The Enlightenment Is Working

So, the exact opposite of the Red Hats.

The article has absolutely nothing to do with being pro-Trump. In fact it criticizes him both for backing out of the Paris agreement and for antagonizing North Korea in part 2 of 2 (below). TL;DR - you didn't read the article.

I'm well aware of who Steven Pinker is. I literally took one of his classes.

And there is a 0.0% chance that posting history belongs to a Harvard grad.

And now for part 2, since only Mr. Harvard appears to be downvoting for now...


These developments have been gradual and uneven, with many backtracks and zigzags. But the happy developments of the last two centuries are the cumulative gifts of the brainchildren they spawned.

● Disease was decimated by vaccines, sanitation, antibiotics and other advances in medicine and public health, driven by the germ theory of disease and our understanding of evolution, physiology and genetics.

● Famine was stanched by crop rotation, synthetic fertilizer, the replacement of muscle by machinery and the selective breeding of vigorous hybrids.

● Poverty was slashed by education, markets, global trade and cheaper food and clothing, together with social programs that support the young, old, sick and unlucky.

● Violent crime was tamed by a replacement of the code of vendetta by the rule of law, by fairer judicial systems and, most recently, by data-driven policing.

● Everyday hazards were blunted by safety regulations and engineering, driven by an increasing valuation of human life. A similar combination of regulation and technology is ramping down pollution.

● Oppression and discrimination may persist in some places by brute force, but they start to corrode when educated, mobile and connected people exchange ideas and are forced to justify their practices.

● War is being marginalized by the spread of democracy (which inhibits leaders from turning their youth into cannon fodder), global commerce (which makes trade more profitable than plunder), peacekeeping forces (which separate belligerents and extinguish flare-ups) and competent governments (which outcompete insurgents for the allegiance of their citizens). Also driving war down are norms against conquest, enforced by the international community with shaming, sanctions and occasionally armed intervention.

The evidence for progress raises many questions.

Isn’t it good to be pessimistic, many activists ask—to rake the muck, afflict the comfortable, speak truth to power? The answer is no: It’s good to be accurate. We must be aware of suffering and injustice where they occur, but we must also be aware of how they can be reduced. Indiscriminate pessimism can lead to fatalism: to wondering why we should throw time and money at a hopeless cause. And it can lead to radicalism: to calls to smash the machine, drain the swamp or empower a charismatic tyrant.

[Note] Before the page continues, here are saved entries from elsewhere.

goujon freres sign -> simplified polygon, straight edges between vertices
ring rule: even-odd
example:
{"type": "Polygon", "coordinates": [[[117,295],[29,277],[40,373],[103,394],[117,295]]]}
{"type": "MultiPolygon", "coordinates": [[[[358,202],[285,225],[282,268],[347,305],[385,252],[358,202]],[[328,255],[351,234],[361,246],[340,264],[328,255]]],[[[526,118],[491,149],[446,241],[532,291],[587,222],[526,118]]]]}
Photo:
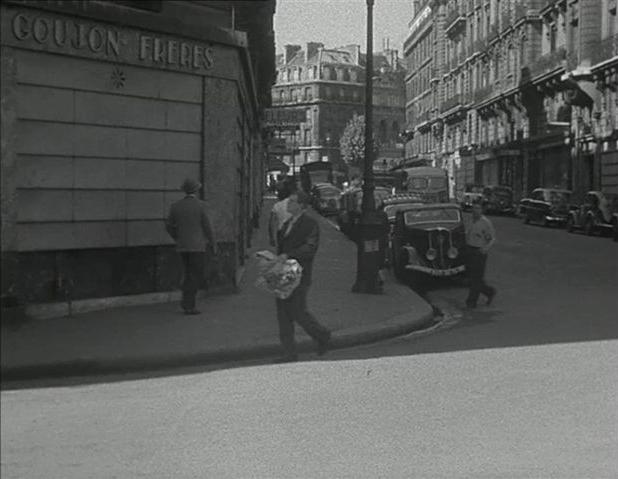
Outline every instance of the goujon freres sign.
{"type": "Polygon", "coordinates": [[[212,45],[50,13],[7,13],[2,21],[2,43],[11,46],[193,73],[206,73],[215,65],[212,45]]]}

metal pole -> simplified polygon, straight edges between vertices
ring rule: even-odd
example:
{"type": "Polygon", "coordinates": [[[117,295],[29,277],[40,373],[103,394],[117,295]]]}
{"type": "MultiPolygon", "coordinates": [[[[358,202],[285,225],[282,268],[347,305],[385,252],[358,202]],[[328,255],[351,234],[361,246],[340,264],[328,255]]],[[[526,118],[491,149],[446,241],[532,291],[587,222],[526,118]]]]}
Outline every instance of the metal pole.
{"type": "Polygon", "coordinates": [[[356,235],[357,268],[355,293],[381,294],[379,270],[384,263],[388,219],[376,211],[373,183],[373,2],[367,1],[367,61],[365,62],[365,158],[363,164],[363,201],[356,235]]]}
{"type": "Polygon", "coordinates": [[[367,61],[365,64],[365,158],[363,163],[363,215],[375,211],[373,197],[373,2],[367,0],[367,61]]]}

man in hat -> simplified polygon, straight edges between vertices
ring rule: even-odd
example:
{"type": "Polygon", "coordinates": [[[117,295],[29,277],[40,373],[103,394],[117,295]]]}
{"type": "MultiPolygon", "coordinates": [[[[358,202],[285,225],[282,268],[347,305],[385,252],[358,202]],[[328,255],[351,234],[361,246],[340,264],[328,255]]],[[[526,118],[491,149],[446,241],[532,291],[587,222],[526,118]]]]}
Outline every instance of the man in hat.
{"type": "Polygon", "coordinates": [[[186,179],[181,186],[186,196],[171,206],[165,223],[184,266],[181,306],[185,314],[200,314],[195,307],[195,296],[204,282],[205,252],[209,245],[216,250],[217,244],[206,203],[197,198],[201,187],[199,182],[186,179]]]}
{"type": "Polygon", "coordinates": [[[317,343],[318,354],[329,346],[331,332],[307,310],[307,293],[311,285],[313,259],[320,243],[318,222],[307,214],[311,197],[304,191],[294,191],[288,197],[290,218],[279,230],[277,252],[282,259],[295,259],[303,268],[300,284],[286,299],[277,299],[277,320],[283,356],[276,362],[298,359],[294,341],[294,323],[298,323],[317,343]]]}

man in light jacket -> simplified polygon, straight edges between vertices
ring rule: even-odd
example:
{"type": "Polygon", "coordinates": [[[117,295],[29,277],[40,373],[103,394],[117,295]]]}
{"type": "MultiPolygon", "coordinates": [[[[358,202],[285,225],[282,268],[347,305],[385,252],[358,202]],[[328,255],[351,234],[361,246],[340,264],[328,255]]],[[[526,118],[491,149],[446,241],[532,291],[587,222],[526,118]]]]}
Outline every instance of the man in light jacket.
{"type": "Polygon", "coordinates": [[[185,314],[200,314],[195,307],[195,297],[204,283],[206,248],[211,246],[216,254],[206,203],[197,198],[201,187],[192,179],[183,182],[181,188],[186,196],[171,206],[165,224],[167,232],[176,241],[176,251],[184,267],[181,306],[185,314]]]}

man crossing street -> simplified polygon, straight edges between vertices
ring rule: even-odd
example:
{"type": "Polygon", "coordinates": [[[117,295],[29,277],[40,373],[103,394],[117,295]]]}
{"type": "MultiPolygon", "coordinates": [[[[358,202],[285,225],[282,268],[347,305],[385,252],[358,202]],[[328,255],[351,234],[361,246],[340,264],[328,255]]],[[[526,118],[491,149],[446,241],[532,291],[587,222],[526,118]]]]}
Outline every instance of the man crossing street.
{"type": "Polygon", "coordinates": [[[466,231],[467,262],[466,268],[470,277],[470,291],[466,306],[476,308],[477,301],[482,293],[487,297],[490,305],[496,296],[496,288],[485,282],[485,267],[487,254],[496,242],[496,232],[491,221],[483,215],[480,203],[472,205],[472,223],[466,231]]]}

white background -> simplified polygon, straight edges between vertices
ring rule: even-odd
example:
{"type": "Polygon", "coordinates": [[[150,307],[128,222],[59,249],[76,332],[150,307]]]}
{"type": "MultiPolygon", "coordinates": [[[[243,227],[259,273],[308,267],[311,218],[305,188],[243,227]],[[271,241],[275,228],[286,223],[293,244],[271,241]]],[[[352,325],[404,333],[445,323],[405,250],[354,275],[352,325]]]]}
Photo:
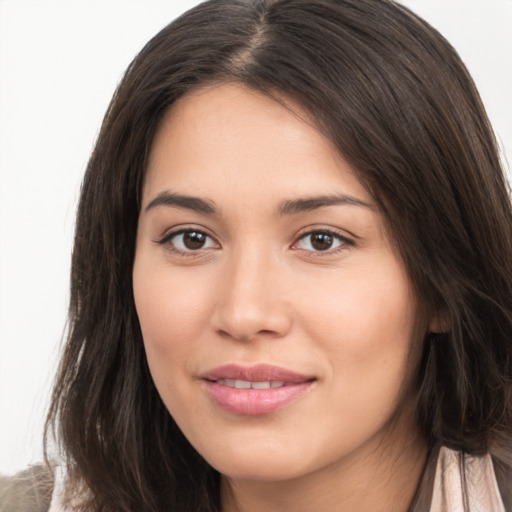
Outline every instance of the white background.
{"type": "MultiPolygon", "coordinates": [[[[0,0],[0,472],[42,457],[81,175],[114,88],[194,0],[0,0]]],[[[407,0],[473,74],[512,163],[512,0],[407,0]]]]}

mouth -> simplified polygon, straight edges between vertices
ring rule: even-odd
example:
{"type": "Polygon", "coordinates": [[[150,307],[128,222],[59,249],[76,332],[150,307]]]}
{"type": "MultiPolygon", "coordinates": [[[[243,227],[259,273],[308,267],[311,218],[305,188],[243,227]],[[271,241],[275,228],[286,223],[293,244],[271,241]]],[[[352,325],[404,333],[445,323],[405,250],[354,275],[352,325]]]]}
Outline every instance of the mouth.
{"type": "Polygon", "coordinates": [[[286,386],[286,382],[279,380],[263,380],[260,382],[251,382],[250,380],[219,379],[213,382],[234,389],[276,389],[286,386]]]}
{"type": "Polygon", "coordinates": [[[201,376],[216,406],[237,415],[271,414],[302,397],[317,380],[270,365],[225,365],[201,376]]]}

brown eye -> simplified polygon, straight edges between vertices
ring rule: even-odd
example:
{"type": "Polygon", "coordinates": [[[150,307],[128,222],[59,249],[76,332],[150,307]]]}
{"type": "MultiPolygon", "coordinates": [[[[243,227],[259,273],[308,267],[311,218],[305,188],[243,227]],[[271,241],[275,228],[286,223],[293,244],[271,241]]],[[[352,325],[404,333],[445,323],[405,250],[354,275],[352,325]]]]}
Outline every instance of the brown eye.
{"type": "Polygon", "coordinates": [[[210,235],[195,229],[182,229],[169,233],[158,241],[158,244],[165,245],[173,252],[182,254],[205,249],[219,249],[219,244],[210,235]]]}
{"type": "Polygon", "coordinates": [[[183,245],[191,251],[202,249],[206,243],[207,235],[199,231],[183,233],[183,245]]]}
{"type": "Polygon", "coordinates": [[[302,235],[293,245],[293,249],[302,249],[311,252],[336,252],[352,246],[353,242],[344,236],[332,231],[310,231],[302,235]]]}
{"type": "Polygon", "coordinates": [[[311,246],[317,251],[330,249],[333,241],[333,237],[329,233],[313,233],[311,235],[311,246]]]}

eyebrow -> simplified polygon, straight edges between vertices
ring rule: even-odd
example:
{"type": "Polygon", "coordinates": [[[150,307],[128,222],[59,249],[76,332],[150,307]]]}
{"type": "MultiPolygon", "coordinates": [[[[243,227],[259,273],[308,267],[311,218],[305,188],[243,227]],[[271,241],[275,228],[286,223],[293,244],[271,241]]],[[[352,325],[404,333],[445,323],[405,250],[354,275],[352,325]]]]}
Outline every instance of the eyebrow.
{"type": "Polygon", "coordinates": [[[279,215],[293,215],[296,213],[308,212],[324,208],[326,206],[337,206],[337,205],[350,205],[350,206],[361,206],[363,208],[369,208],[375,210],[375,207],[358,199],[357,197],[349,196],[346,194],[335,194],[328,196],[316,196],[316,197],[305,197],[301,199],[292,199],[284,201],[277,212],[279,215]]]}
{"type": "Polygon", "coordinates": [[[158,194],[147,206],[146,211],[156,208],[157,206],[177,206],[178,208],[186,208],[199,213],[208,215],[218,215],[219,211],[215,205],[204,199],[194,196],[186,196],[181,194],[173,194],[168,191],[158,194]]]}
{"type": "MultiPolygon", "coordinates": [[[[335,194],[315,197],[304,197],[299,199],[290,199],[284,201],[277,208],[278,216],[294,215],[297,213],[308,212],[324,208],[326,206],[349,205],[360,206],[374,210],[374,206],[370,203],[362,201],[357,197],[346,194],[335,194]]],[[[147,206],[145,211],[156,208],[157,206],[176,206],[185,208],[198,213],[207,215],[219,215],[219,209],[213,201],[201,199],[195,196],[175,194],[164,191],[158,194],[147,206]]]]}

Is progress inevitable? Of course not! Solutions create new problems, which must be solved in their turn. We can always be blindsided by nasty surprises, such as the two World Wars, the 1960s crime boom and the AIDS and opioid epidemics.

And the greatest global challenges remain unsolved. This does not mean they are unsolvable. In 2015 the world’s nations came to a historic agreement on climate change in Paris, and pathways to decarbonization, including carbon pricing and zero-emission technologies, have been laid out. Since the closing days of World War II, nuclear weapons have not been used in almost 73 years of saber-rattling (including standoffs with the half-mad despots Stalin and Mao), and the New Start treaty between the U.S. and Russia, capping nuclear arsenals, went into full effect just this week.

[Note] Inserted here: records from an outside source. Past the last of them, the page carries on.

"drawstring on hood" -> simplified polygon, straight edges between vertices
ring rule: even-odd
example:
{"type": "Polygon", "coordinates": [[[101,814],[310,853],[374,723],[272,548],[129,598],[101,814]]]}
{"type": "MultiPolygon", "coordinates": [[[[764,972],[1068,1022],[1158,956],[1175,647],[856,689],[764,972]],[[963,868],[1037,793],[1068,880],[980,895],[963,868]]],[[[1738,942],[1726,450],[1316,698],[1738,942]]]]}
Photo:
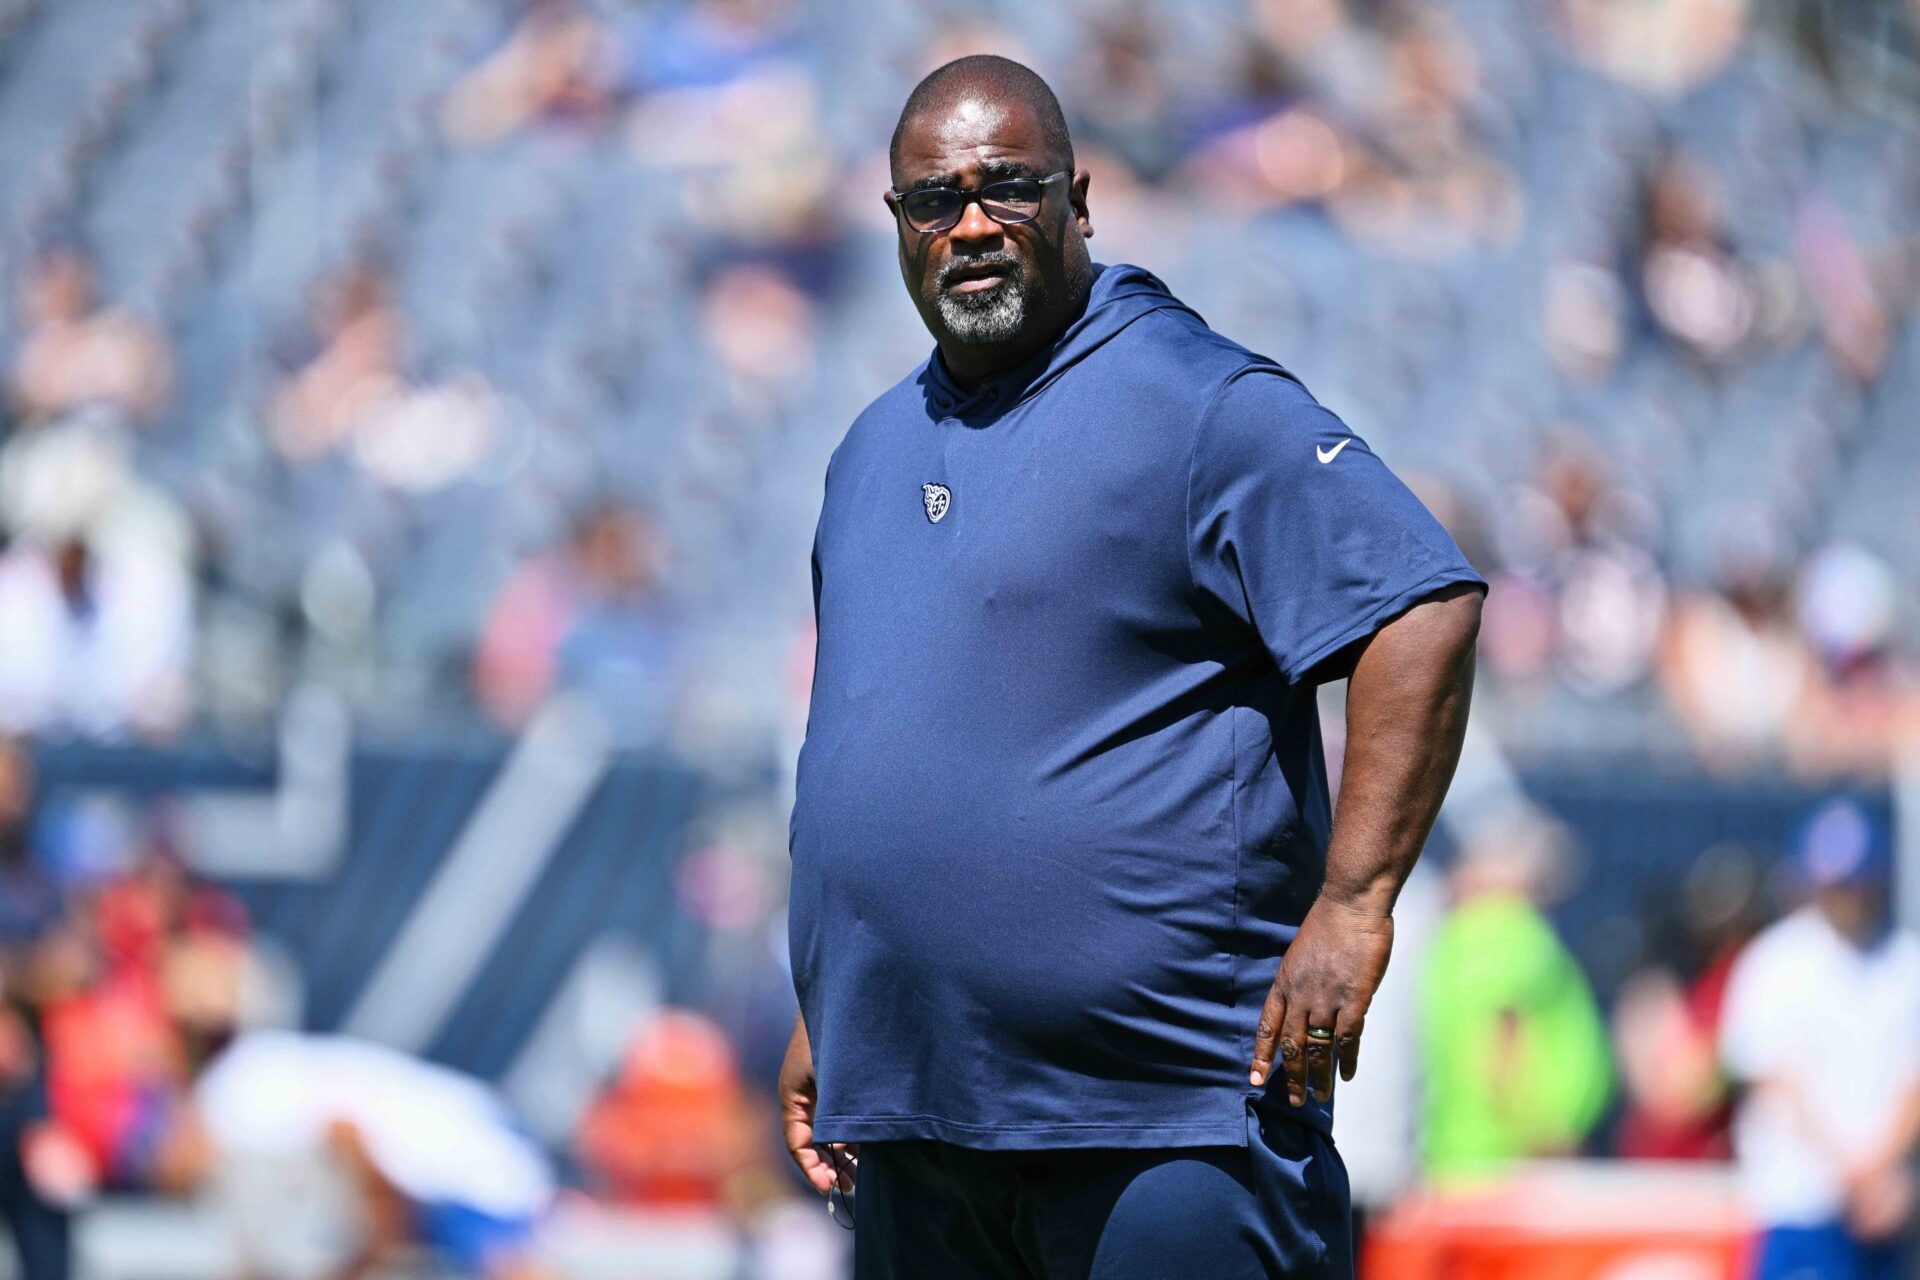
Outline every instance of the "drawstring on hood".
{"type": "Polygon", "coordinates": [[[1093,271],[1093,287],[1080,317],[1051,346],[997,378],[968,390],[953,380],[939,348],[934,348],[916,379],[926,396],[928,412],[936,418],[1004,413],[1045,390],[1141,316],[1179,310],[1198,318],[1193,308],[1168,292],[1160,278],[1144,267],[1096,262],[1093,271]]]}

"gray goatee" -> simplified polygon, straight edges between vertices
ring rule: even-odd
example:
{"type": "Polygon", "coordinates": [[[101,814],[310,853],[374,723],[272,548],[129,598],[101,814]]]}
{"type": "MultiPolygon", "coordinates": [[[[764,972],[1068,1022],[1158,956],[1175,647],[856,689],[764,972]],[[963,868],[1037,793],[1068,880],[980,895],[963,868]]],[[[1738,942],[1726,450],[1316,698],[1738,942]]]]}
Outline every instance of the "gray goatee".
{"type": "Polygon", "coordinates": [[[1011,255],[988,254],[950,262],[940,273],[935,305],[947,331],[962,342],[1006,342],[1019,336],[1027,320],[1027,289],[1011,255]],[[1008,274],[984,293],[951,293],[947,282],[962,267],[1004,266],[1008,274]]]}

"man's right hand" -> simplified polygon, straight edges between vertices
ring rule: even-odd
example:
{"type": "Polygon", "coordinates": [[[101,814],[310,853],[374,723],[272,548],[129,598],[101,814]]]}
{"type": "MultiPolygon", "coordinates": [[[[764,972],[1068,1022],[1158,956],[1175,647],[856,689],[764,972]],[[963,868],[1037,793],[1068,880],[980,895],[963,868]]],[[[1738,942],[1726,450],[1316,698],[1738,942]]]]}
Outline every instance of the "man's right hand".
{"type": "MultiPolygon", "coordinates": [[[[787,1042],[787,1057],[780,1064],[780,1127],[787,1142],[787,1154],[800,1166],[813,1189],[821,1195],[833,1190],[832,1162],[813,1144],[813,1107],[819,1090],[813,1081],[813,1045],[807,1039],[807,1024],[793,1020],[793,1039],[787,1042]]],[[[860,1154],[860,1144],[835,1143],[849,1157],[860,1154]]],[[[840,1161],[840,1190],[853,1190],[853,1161],[840,1161]]]]}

On these matters, the policies of President Donald Trump —denial of climate change, planned withdrawal from the Paris accord, provocation of North Korea, nuclear arms expansion—are alarming. But continued progress is in the interests of the rest of the world, and numerous states, countries, corporations, political actors and sectors of the military are pushing back against the intemperate plans of the administration.

How should we think about future progress? We must not sit back and wait for problems to solve themselves, nor pace the streets with a sandwich board proclaiming that the end of the world is nigh. The advances of the past are no guarantee that progress will continue; they are a reminder of what we have to lose. Progress is a gift of the ideals of the Enlightenment and will continue to the extent that we rededicate ourselves to those ideals.

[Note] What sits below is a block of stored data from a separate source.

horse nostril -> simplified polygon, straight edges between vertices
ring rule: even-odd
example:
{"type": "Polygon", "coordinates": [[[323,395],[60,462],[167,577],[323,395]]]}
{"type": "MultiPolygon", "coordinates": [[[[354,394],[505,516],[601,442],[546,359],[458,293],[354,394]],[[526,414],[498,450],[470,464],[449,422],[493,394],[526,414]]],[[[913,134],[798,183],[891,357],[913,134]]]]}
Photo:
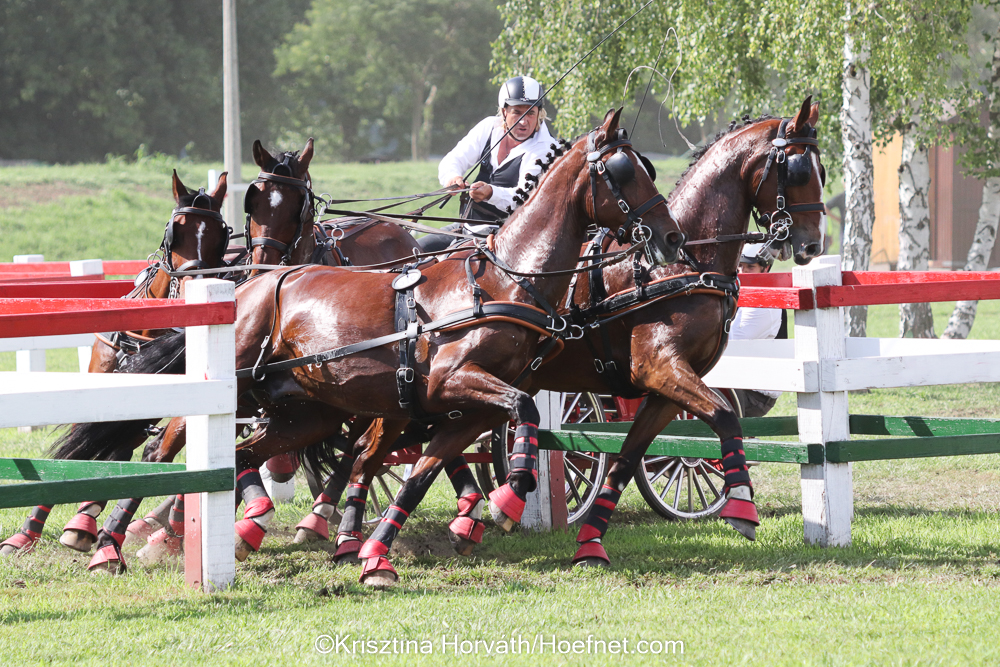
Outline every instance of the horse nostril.
{"type": "Polygon", "coordinates": [[[805,247],[806,257],[818,257],[823,251],[822,246],[819,243],[810,243],[805,247]]]}
{"type": "Polygon", "coordinates": [[[667,232],[664,235],[663,239],[664,241],[666,241],[666,245],[668,248],[677,249],[680,248],[682,245],[684,245],[684,241],[687,239],[687,237],[684,236],[684,232],[672,231],[672,232],[667,232]]]}

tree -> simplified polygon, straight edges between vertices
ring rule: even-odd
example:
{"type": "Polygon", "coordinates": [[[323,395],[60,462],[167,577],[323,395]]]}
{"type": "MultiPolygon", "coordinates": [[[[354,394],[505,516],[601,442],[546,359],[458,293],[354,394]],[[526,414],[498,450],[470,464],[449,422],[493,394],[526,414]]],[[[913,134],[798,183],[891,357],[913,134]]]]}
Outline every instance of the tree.
{"type": "MultiPolygon", "coordinates": [[[[939,117],[944,56],[965,49],[967,0],[665,0],[650,5],[553,93],[559,129],[582,130],[589,114],[619,101],[629,69],[655,59],[667,26],[677,31],[664,69],[679,62],[672,113],[704,121],[723,102],[737,113],[778,112],[814,94],[831,172],[847,188],[844,266],[864,270],[871,250],[872,134],[895,131],[899,109],[919,99],[939,117]]],[[[508,0],[508,27],[494,48],[501,68],[554,81],[586,48],[639,8],[581,0],[508,0]]],[[[667,91],[657,82],[656,92],[667,91]]],[[[850,335],[865,309],[850,309],[850,335]]]]}
{"type": "Polygon", "coordinates": [[[500,27],[490,0],[314,0],[277,51],[288,128],[348,159],[394,142],[425,158],[435,119],[454,141],[493,109],[500,27]]]}
{"type": "MultiPolygon", "coordinates": [[[[993,7],[996,4],[990,3],[993,7]]],[[[994,25],[997,24],[994,22],[994,25]]],[[[1000,221],[1000,25],[983,36],[993,46],[991,66],[986,77],[980,75],[978,68],[968,68],[969,77],[965,87],[969,94],[964,97],[964,108],[960,109],[960,122],[954,127],[958,140],[969,148],[963,156],[963,166],[969,172],[986,179],[979,220],[963,267],[966,271],[986,269],[1000,221]],[[984,106],[989,113],[989,122],[985,128],[980,120],[984,106]]],[[[955,304],[955,310],[941,337],[967,338],[976,318],[977,307],[976,301],[959,301],[955,304]]]]}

Are the ideals of the Enlightenment too tepid to engage our animal spirits? Is the conquest of disease, famine, poverty, violence and ignorance … boring? Do people need to believe in magic, a father in the sky, a strong chief to protect the tribe, myths of heroic ancestors?

I don’t think so. Secular liberal democracies are the happiest and healthiest places on earth, and the favorite destinations of people who vote with their feet. And once you appreciate that the Enlightenment project of applying knowledge and sympathy to enhance human flourishing can succeed, it’s hard to imagine anything more heroic and glorious.